Parallel Computational Methods for Cone Beam X-Ray Computed Tomography

The focus of this work is accurate three dimensional tomography from two dimensional projections using a cluster of workstations. The Feldkamp algorithm for circular orbit tomography will be used. Projectional data in tomographic systems can be acquired much faster than the data can be reconstructed with serial processing on individual processors. A motivation of this work is to improve the computational performance of cone beam tomography in the Henry Ford Hospital Microtomography Laboratory. This laboratory examines specimens at microscopic (10--250 $\mu$m) resolution. Other laboratory systems around the world are currently in place and still others are under development. Research institutions and Simulated and real data from Henry Ford Hospital Microtomography Laboratory will be used. The tomography problem can be parallelized by partitioning the volume and distributing a portion of the volume to each processor. Each projection is then sent to each processor for backprojection. This algorithm is analyzed from a theoretic viewpoint with a LogP model. The extent to which the algorithm can be improved using parallelization is then presented. The errors in reconstructed images are addressed. The implications of the theoretical speedup obtained through parallelization is then addressed. Finally, a comparison between theory and experiment are presented. The results indicate the cone beam tomography can be parallelized, but because of the high cost of communication, it is not trivially parallel.

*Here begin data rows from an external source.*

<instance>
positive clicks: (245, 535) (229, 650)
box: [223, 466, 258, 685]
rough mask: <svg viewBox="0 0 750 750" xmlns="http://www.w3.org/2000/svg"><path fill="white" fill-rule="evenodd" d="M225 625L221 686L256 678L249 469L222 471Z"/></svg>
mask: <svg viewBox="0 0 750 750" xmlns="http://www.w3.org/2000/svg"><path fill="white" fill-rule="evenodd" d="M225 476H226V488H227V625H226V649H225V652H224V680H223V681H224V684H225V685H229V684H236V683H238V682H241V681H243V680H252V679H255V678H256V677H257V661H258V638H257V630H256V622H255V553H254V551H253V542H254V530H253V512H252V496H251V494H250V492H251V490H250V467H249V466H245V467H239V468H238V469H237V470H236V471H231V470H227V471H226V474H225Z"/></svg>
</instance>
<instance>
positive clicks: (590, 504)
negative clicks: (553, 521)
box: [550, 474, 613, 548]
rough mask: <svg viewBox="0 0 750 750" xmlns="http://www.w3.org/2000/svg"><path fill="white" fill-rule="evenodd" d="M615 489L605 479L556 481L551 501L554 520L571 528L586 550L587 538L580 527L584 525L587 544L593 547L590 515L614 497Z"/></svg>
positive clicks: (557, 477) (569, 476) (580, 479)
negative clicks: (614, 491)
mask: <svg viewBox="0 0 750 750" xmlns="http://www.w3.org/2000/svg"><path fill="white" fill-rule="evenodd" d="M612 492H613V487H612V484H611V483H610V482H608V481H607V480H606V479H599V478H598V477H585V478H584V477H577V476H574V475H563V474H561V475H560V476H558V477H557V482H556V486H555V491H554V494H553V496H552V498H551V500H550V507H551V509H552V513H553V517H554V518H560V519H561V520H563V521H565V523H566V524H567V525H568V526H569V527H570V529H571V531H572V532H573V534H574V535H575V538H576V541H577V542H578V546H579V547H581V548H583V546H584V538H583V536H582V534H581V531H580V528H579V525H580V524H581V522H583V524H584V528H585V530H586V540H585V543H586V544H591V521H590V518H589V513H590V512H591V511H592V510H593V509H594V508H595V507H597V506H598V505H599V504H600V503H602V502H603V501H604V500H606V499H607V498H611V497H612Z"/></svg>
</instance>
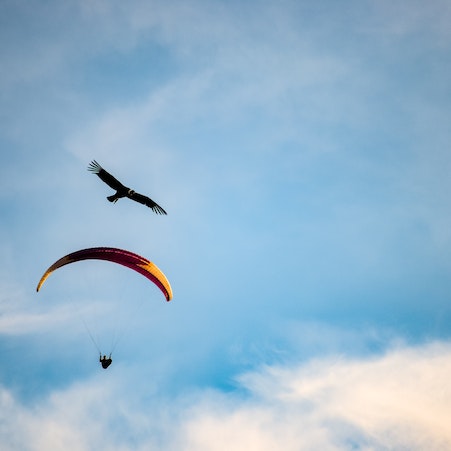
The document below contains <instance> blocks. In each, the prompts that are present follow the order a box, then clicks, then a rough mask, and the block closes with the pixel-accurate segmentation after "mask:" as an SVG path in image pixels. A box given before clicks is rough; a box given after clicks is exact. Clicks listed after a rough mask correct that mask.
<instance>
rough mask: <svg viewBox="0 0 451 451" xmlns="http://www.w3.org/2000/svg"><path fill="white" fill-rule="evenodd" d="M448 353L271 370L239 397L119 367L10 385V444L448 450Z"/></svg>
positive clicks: (7, 423) (212, 447)
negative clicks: (43, 399) (46, 387)
mask: <svg viewBox="0 0 451 451" xmlns="http://www.w3.org/2000/svg"><path fill="white" fill-rule="evenodd" d="M450 353H451V345H450V344H449V343H434V344H428V345H424V346H419V347H410V348H406V347H403V348H398V349H394V350H392V351H390V352H387V353H386V354H385V355H382V356H377V357H371V358H360V359H346V358H343V357H342V358H329V357H328V358H323V359H316V360H313V361H310V362H307V363H303V364H300V365H293V366H291V367H283V366H280V365H279V366H272V367H266V368H262V369H261V370H259V371H253V372H251V373H248V374H245V375H242V376H241V377H239V379H238V380H239V382H240V384H241V385H240V387H241V389H240V390H239V391H238V392H231V393H225V392H219V391H214V390H207V389H203V390H199V391H197V392H191V393H189V394H186V393H185V394H184V395H183V396H181V397H175V398H172V399H167V398H166V399H165V400H164V402H163V400H162V399H161V398H159V397H158V395H157V390H158V388H157V387H156V386H155V383H156V382H155V381H154V382H153V383H152V380H150V381H149V379H148V376H149V375H148V374H143V375H142V379H139V378H138V377H137V374H139V373H138V372H134V371H135V370H136V369H137V368H134V369H133V368H132V369H128V370H125V369H124V368H121V367H117V368H112V370H111V371H110V370H108V372H102V373H101V375H100V374H99V375H97V376H95V377H93V378H92V379H91V380H88V381H85V382H84V383H78V384H75V385H73V386H72V387H69V388H68V389H65V390H61V391H56V392H54V393H53V394H52V395H51V396H50V397H49V398H47V399H44V400H39V401H37V403H36V404H34V405H32V406H30V405H29V403H26V404H22V403H21V402H19V401H18V400H17V399H15V398H14V397H13V395H12V394H11V393H9V392H8V391H7V390H6V389H3V390H2V393H1V396H0V400H1V404H2V405H1V409H0V412H1V417H2V418H1V419H2V421H1V422H0V423H1V424H3V427H2V429H1V437H0V438H1V439H2V443H3V444H6V445H5V446H6V448H4V449H11V450H12V449H27V450H41V449H51V448H52V447H59V448H61V447H63V448H64V449H67V450H88V449H95V448H98V447H101V448H102V449H105V450H108V449H130V447H133V449H167V450H196V451H199V450H200V451H202V450H209V451H212V450H213V451H214V450H226V449H234V450H237V451H239V450H249V449H252V450H262V451H265V450H274V449H281V450H282V449H283V450H311V449H322V450H346V449H368V450H379V449H409V450H423V449H428V450H444V449H448V448H449V447H450V446H451V431H450V429H449V424H448V420H449V418H450V415H451V407H450V406H451V382H450V381H451V363H450V358H449V357H450ZM99 372H100V370H99ZM130 383H132V384H133V386H134V388H135V390H134V391H133V392H130V390H129V389H128V388H125V387H126V386H128V385H129V384H130ZM243 389H244V390H243Z"/></svg>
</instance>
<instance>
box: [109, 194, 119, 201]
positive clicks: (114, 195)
mask: <svg viewBox="0 0 451 451" xmlns="http://www.w3.org/2000/svg"><path fill="white" fill-rule="evenodd" d="M107 199H108V200H109V201H110V202H117V199H118V198H117V197H116V194H113V195H112V196H108V197H107Z"/></svg>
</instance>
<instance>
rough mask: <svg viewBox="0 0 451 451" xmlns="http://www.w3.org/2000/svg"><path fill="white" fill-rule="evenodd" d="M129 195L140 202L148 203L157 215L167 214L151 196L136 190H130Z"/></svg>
mask: <svg viewBox="0 0 451 451" xmlns="http://www.w3.org/2000/svg"><path fill="white" fill-rule="evenodd" d="M127 197H128V198H130V199H132V200H134V201H136V202H139V203H140V204H143V205H146V206H147V207H149V208H151V209H152V210H153V212H154V213H156V214H157V215H166V214H167V213H166V212H165V211H164V209H163V208H162V207H160V206H159V205H158V204H157V203H156V202H154V201H153V200H152V199H151V198H150V197H147V196H144V195H142V194H139V193H136V192H135V191H129V193H128V194H127Z"/></svg>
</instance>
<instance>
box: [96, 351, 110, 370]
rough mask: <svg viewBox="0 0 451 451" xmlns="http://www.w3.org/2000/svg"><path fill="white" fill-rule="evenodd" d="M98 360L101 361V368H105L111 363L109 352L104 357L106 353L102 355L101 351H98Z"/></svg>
mask: <svg viewBox="0 0 451 451" xmlns="http://www.w3.org/2000/svg"><path fill="white" fill-rule="evenodd" d="M99 362H100V363H101V365H102V368H103V369H105V370H106V369H107V368H108V367H109V366H110V365H111V364H112V363H113V360H112V359H111V354H110V355H109V357H108V358H106V355H104V356H103V357H102V353H100V357H99Z"/></svg>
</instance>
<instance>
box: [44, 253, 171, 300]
mask: <svg viewBox="0 0 451 451" xmlns="http://www.w3.org/2000/svg"><path fill="white" fill-rule="evenodd" d="M81 260H107V261H110V262H113V263H118V264H119V265H123V266H126V267H127V268H130V269H133V270H134V271H136V272H138V273H140V274H142V275H143V276H144V277H147V278H148V279H149V280H150V281H152V282H153V283H154V284H155V285H156V286H157V287H158V288H159V289H160V290H161V291H162V293H163V294H164V296H165V298H166V300H167V301H170V300H171V299H172V288H171V285H170V284H169V281H168V279H167V278H166V276H165V275H164V274H163V272H162V271H161V270H160V269H159V268H158V267H157V265H155V264H154V263H152V262H151V261H149V260H147V259H146V258H144V257H141V256H140V255H138V254H134V253H133V252H129V251H126V250H123V249H117V248H114V247H92V248H89V249H81V250H79V251H76V252H72V253H71V254H68V255H65V256H64V257H62V258H60V259H59V260H57V261H56V262H55V263H53V265H51V266H50V267H49V268H48V269H47V271H45V273H44V275H43V276H42V277H41V280H40V281H39V283H38V286H37V287H36V291H39V290H40V288H41V286H42V284H43V283H44V282H45V281H46V279H47V278H48V277H49V276H50V274H52V272H53V271H55V270H56V269H58V268H61V267H62V266H64V265H68V264H69V263H75V262H78V261H81Z"/></svg>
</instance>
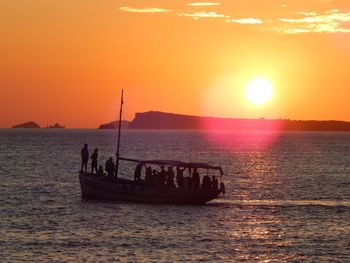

The main results indicate the cone beam tomography problem can be solved in $O(N^4)$ using the Feldkamp algorithm to reconstruct a volume of $N^3$ voxels from $pi N/2$ views. The parallel algorithm allows for a speedup which depend on the ratio of computation to communication. Speedup increases by $O(\sqrt{N})$ which results in an optimal parallel running time of $O(N^{3.5})$. The model accurately predicts speedup on a cluster of workstations connected with 10 and 100 Mbps Ethernet and 155 Mbps ATM.

The volume segmentation presented in the parallel algorithm can be extended to other three-dimensional imaging problems involving analysis and display of data. The LogP model for clusters of workstations can be utilized in assessing performance of general parallelization on clusters of workstations.